Tor Anroc était donc bien plus qu'un pôle stratégique de l'Ouest, c'était une arène politique, au sein de laquelle s'affrontaient le « Parti de la Guerre » et le « Parti de la Paix ». Daruil était une figure majeure de ce dernier camp, comme l'était son père, récemment assassiné dans de troublantes circonstances.
Comme ils approchaient enfin de l'une des entrées de la capitale de Tiranoc -et peut-être de l'Ouest- plusieurs cavaliers vinrent à leur rencontre. L'un d'eux s'adressa avec déférence au prince Daruil, lui souhaitant un bon retour à Tor Anroc, et lui assurant que la nouvelle de son arrivée courait déjà en ville depuis la veille, pour la plus grande satisfaction de la garnison. Manifestement, Daruil Il'Ithar était très apprécié des soldats sous son commandement On leur ouvrit donc les portes, prenant en charge le blessé dans le même temps. Lorsqu'il se tourna vers Ori, les yeux du prince Daruil traduisaient la sincère joie d'être de retour chez soi, cette même émotion que le prince originaire de Nagarythe savait reconnaître entre mille. Cette expression était d'autant plus rare chez Daruil, Ori ne lui connaissant qu'un regard triste ou sérieux.

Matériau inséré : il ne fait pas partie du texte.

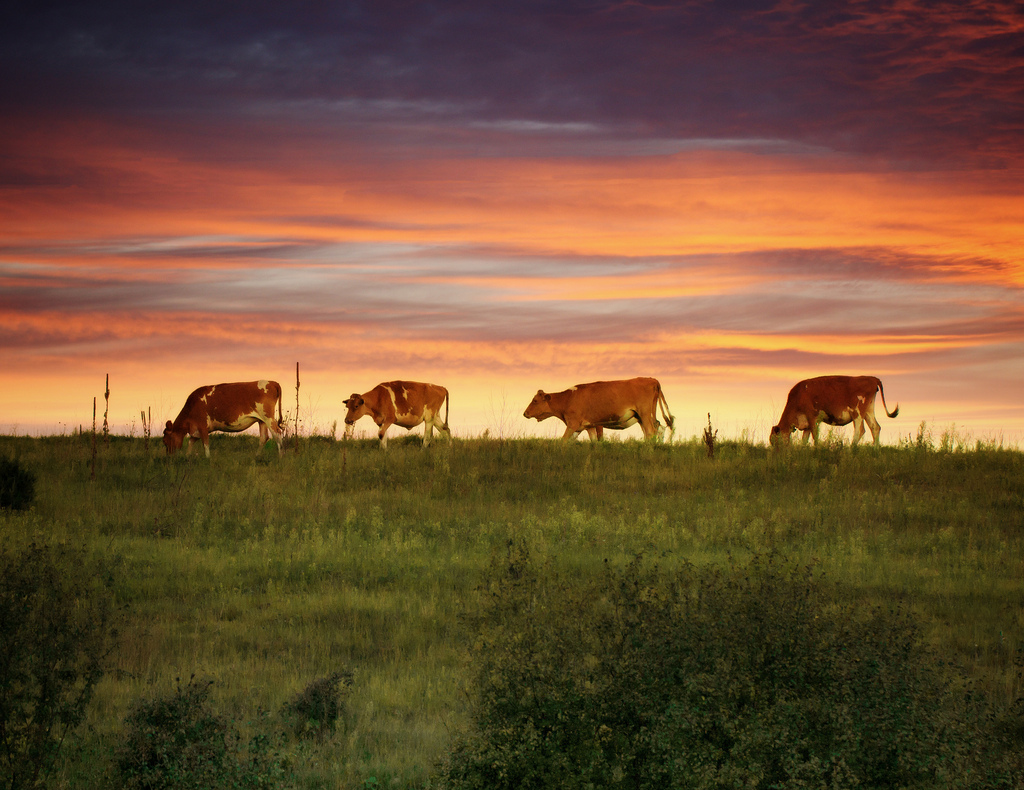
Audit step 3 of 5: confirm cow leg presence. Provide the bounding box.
[861,414,882,447]
[266,418,285,458]
[377,420,394,450]
[633,412,659,439]
[424,414,452,444]
[853,412,864,447]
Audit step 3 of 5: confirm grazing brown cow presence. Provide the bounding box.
[345,381,452,449]
[164,380,283,458]
[522,378,675,441]
[770,376,899,447]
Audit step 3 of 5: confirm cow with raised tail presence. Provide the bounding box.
[164,379,284,458]
[522,377,675,441]
[345,381,452,450]
[769,376,899,448]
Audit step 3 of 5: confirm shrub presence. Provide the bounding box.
[440,544,1021,790]
[281,672,352,741]
[0,545,115,790]
[116,677,286,790]
[0,458,36,510]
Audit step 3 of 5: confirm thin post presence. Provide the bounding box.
[295,363,299,453]
[103,373,111,446]
[89,396,96,480]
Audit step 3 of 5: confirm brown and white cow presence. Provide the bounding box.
[345,381,452,449]
[770,376,899,447]
[164,379,283,458]
[522,378,675,441]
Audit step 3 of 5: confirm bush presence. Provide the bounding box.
[281,672,352,741]
[0,545,115,790]
[0,458,36,510]
[116,677,286,790]
[440,544,1022,790]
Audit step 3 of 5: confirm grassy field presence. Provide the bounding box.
[0,435,1024,788]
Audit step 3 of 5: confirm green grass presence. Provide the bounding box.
[0,434,1024,788]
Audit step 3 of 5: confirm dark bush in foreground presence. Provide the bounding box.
[117,678,287,790]
[0,545,115,790]
[0,458,36,510]
[440,546,1024,790]
[281,672,352,741]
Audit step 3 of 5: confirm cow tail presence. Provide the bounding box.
[657,384,676,431]
[879,379,899,417]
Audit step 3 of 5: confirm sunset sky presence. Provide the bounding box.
[0,0,1024,445]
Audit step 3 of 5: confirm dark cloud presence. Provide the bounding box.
[0,0,1024,163]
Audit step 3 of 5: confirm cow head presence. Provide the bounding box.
[164,420,185,455]
[522,389,555,422]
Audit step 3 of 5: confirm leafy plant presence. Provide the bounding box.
[116,676,286,790]
[281,672,352,741]
[441,543,1022,790]
[0,544,115,790]
[0,458,36,510]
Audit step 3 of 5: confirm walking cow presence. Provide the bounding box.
[769,376,899,448]
[345,381,452,450]
[522,378,675,440]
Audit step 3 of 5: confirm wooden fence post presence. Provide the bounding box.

« Bienvenue à Tor Anroc, prince Ori Æn Elle. Je serais honoré de vous héberger, si vous le souhaitez, dans l'attente de votre introduction à la cour de l'Archonte. » |
A mesure qu'ils s'enfonçaient dans la ville, Ori comme Ætinis commencèrent à découvrir un époustouflant paysage, progressivement dévoilé devant leurs yeux. Tor Anroc était en soi un spectacle mémorable, par son étendue comme son architecture. Pierres blanches et marbre immaculé semblaient habiller le moindre bâtiment, la moindre tour, où que porte le regard. Autour d'eux, les citadins qu'ils croisaient bien souvent reconnaissaient Il'Ithar, parfois les saluaient, quelquefois les acclamaient. Derrière eux sonnaient moult carillons, dans les échoppes et les habitations, célébrant le retour d’un prince aimé du peuple. Au loin, surplombant la majorité de la cité, plusieurs édifices se distinguaient de l'ensemble. Désignant le plus titanesque d'entre eux, qui comptait les plus hautes tours, autour desquelles l'on pouvait voir planer au moins deux silhouettes de dragons. Daruil expliqua qu'il s'agissait de la citadelle de l'Archonte, où se tenait la cour. Les autres palais, en divers points de la capitale de Tiranoc, étaient de moindres dimensions, quoique témoignant toujours d'un faste comme il était rarement donné d'en contempler en Ulthuan. C'est de l'un de ces manoirs d'albâtre, juché sur une petite colline, dont ils prirent la direction.